Bijlage: de tenlastelegging
Aan verdachte wordt ten laste gelegd dat:
1.
hij op één of meer tijdstippen in of omstreeks de periode 5 september 2018 tot en met 19 oktober 2018 te Almere en/of Amsterdam en/of Diemen en/of Hoogeveen, en/of elders in Nederland, tezamen en in vereniging met een of meer anderen, althans alleen, ter voorbereiding van een misdrijf waarop naar de wettelijke omschrijving een
gevangenisstraf van acht jaren of meer is gesteld, te weten diefstal met
geweldpleging in vereniging (artikel 312 Wetboek van Strafrecht) en/of
afpersing in vereniging (artikel 317 Wetboek van Strafrecht), opzettelijk
- één of meer voertuigen, waaronder een autobus en/of twee, in elk geval één of meer, personenauto's en/of
- één of meer mobiele (prepaid) telefoon(s) en/of
- één of meer onderdelen van politie-uniformen van de Nationale Politie en/of kleding die
zeer gelijkend is op kleding die door politieagenten van de Nationale Politie wordt gedragen en/of
- één of meer imitatievuurwapen(s), zeer gelijkend op het merk en type vuurwapen(s)
(merk/model: Walther/P99) die in gebruik zijn bij de Nationale Politie en/of
- één of meer andere voorwerp(en), gelijk aan en/of gelijkend op voorwerpen die door
politieagenten in gebruik zijn bij de uitvoering van hun taken, te weten o.a. één of meer
paar schoenen en/of één of meer wapenstok(ken) en/of één of meer portofoon(s) en/of
één of meer zogenoemde (politie)koppel(s) met één of meer hoe(s)(zen) en/of houder(s)
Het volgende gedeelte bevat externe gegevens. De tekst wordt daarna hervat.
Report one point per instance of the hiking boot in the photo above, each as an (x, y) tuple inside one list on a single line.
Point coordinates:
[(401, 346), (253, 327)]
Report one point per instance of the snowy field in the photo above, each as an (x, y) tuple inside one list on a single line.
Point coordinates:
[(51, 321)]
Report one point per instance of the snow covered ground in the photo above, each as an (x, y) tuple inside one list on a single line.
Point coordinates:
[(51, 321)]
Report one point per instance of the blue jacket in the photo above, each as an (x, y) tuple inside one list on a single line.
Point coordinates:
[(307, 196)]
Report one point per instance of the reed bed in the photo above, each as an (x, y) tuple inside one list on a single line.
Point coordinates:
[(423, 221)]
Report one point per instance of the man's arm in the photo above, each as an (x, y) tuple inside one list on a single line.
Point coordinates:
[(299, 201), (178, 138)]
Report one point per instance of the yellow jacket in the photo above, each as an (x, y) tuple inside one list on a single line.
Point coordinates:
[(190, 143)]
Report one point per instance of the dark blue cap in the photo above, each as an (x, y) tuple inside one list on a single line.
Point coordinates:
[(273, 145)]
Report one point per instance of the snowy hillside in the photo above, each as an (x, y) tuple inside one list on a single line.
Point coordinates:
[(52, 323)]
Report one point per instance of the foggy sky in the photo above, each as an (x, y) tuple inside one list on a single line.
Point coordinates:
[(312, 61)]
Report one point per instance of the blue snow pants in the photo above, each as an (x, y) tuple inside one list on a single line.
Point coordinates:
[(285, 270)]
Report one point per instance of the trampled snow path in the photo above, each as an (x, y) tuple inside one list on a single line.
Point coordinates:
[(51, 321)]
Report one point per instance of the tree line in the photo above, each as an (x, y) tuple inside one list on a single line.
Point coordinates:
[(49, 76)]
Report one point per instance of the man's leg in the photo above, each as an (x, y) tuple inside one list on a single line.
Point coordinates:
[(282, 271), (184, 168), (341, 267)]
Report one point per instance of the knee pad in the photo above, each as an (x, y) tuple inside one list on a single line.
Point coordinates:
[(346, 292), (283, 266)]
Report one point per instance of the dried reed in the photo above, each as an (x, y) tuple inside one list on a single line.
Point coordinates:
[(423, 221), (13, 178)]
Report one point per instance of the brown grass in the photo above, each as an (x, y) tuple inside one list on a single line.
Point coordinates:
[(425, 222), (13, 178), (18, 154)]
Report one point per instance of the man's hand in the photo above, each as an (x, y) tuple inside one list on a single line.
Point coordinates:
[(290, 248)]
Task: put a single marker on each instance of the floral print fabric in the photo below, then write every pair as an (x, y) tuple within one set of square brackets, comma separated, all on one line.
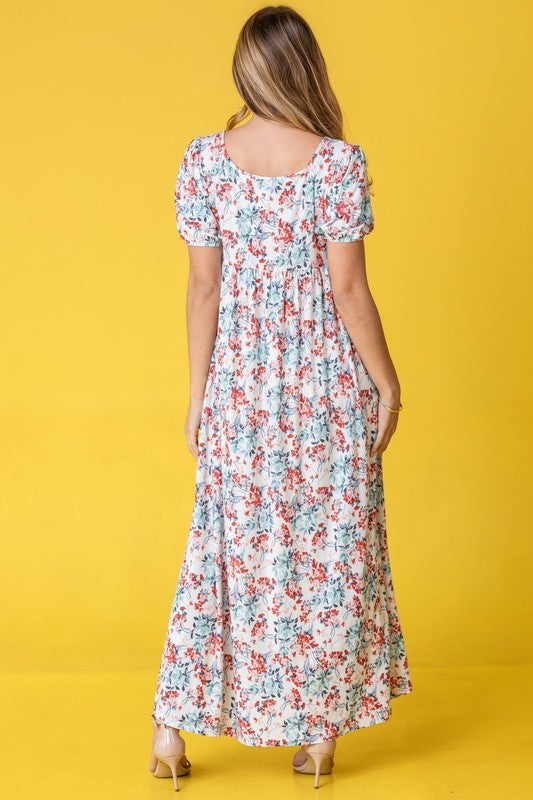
[(283, 628)]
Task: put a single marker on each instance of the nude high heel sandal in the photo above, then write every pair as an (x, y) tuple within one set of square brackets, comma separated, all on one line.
[(168, 753), (155, 766), (319, 759)]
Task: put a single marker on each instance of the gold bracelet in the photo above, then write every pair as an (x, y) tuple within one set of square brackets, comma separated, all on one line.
[(394, 410)]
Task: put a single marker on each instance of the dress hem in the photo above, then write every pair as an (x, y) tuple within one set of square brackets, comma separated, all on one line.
[(204, 730)]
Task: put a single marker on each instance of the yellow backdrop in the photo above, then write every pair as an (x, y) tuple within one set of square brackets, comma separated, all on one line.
[(97, 482)]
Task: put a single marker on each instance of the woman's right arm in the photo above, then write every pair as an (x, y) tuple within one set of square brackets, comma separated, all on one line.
[(356, 307)]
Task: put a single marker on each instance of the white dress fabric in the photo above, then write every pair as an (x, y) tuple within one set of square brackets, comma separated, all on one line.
[(283, 628)]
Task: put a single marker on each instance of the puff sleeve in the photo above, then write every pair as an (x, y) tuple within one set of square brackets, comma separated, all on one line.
[(195, 219), (344, 209)]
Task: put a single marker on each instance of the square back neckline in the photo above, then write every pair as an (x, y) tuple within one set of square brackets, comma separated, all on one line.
[(302, 171)]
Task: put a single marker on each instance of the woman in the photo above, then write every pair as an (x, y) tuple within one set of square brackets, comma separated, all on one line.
[(284, 628)]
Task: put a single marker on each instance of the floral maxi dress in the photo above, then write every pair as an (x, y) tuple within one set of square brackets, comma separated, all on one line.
[(284, 627)]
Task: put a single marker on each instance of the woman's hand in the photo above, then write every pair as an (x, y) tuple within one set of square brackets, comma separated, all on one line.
[(192, 426), (387, 423)]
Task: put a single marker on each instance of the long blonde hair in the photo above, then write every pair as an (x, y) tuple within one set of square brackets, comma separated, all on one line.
[(280, 73)]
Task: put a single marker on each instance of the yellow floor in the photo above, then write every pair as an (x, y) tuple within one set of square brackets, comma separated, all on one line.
[(462, 733)]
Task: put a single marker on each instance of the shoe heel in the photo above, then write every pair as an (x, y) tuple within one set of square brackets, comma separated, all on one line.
[(317, 758), (171, 761)]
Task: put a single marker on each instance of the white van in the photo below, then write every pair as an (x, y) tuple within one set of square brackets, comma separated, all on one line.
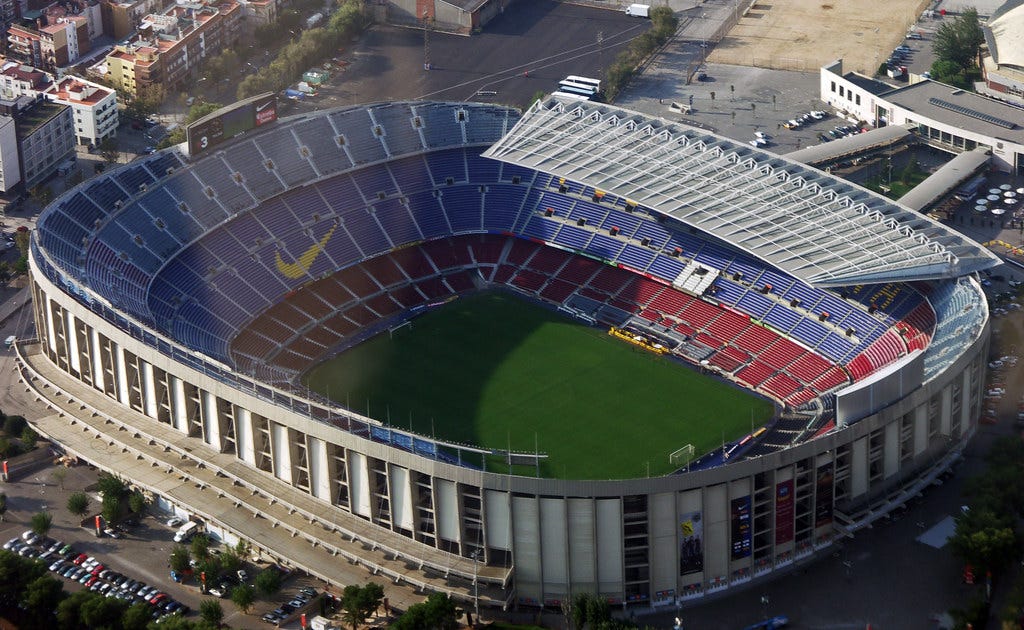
[(184, 534), (638, 10)]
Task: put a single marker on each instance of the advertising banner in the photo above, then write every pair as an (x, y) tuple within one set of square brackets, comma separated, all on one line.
[(823, 497), (690, 543), (740, 528), (783, 512)]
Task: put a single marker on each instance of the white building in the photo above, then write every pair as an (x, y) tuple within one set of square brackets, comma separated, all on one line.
[(94, 108), (10, 166), (944, 116)]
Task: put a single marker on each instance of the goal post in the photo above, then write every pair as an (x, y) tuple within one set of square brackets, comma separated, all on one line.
[(681, 457)]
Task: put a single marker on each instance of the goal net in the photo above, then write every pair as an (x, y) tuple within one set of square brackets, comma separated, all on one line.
[(681, 457)]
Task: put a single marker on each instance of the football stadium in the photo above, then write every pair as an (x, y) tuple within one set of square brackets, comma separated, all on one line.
[(511, 355)]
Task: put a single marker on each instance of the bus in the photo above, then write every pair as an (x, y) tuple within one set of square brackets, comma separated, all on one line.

en/of één of meer paar handboei(en) en/of één of meer paar handschoen(en) en/of één of
meer zaklamp(en) en/of één of meer gas- en/of verf- en/of identifier– en/of traangas
spray(s) en/of
- één of meer foto(’s) en/of filmpje(s) van een of meer pers(o)on(en) in politiekleding en/of
kleding die zeer gelijkend is op kleding die door politieagenten wordt gedragen,
althans één of meer goed(eren), welke goed(eren) - al dan niet in combinatie met elkaar - bestemd was/waren tot het begaan van dat misdrijf/die misdrijven,
heeft verworven, vervaardigd, ingevoerd, doorgevoerd, uitgevoerd en/of voorhanden heeft gehad;
2.
hij op één of meer tijdstip(pen) in of omstreeks de periode 28 augustus 2015 tot en met 19 oktober 2018 te Almere en/of Diemen en/of Amsterdam en/of Hoogeveen en/of elders in Nederland, tezamen en in vereniging met een of meer anderen, althans alleen,
meermalen, althans eenmaal een of meer goederen, te weten één of meer onderde(e)l(en) van politie-uniformen en/of politiekleding, waaronder nieuwe politiekleding en/of politiekleding van [A] , heeft verworven, voorhanden gehad en/of overgedragen,
terwijl hij en zijn mededader(s) (telkens) ten tijde van de verwerving of het voorhanden krijgen van voornoemd(e) goed(eren) wist(en), althans redelijkerwijs had(den) moeten vermoeden, dat het (een) door misdrijf verkregen goed(eren) betrof(fen).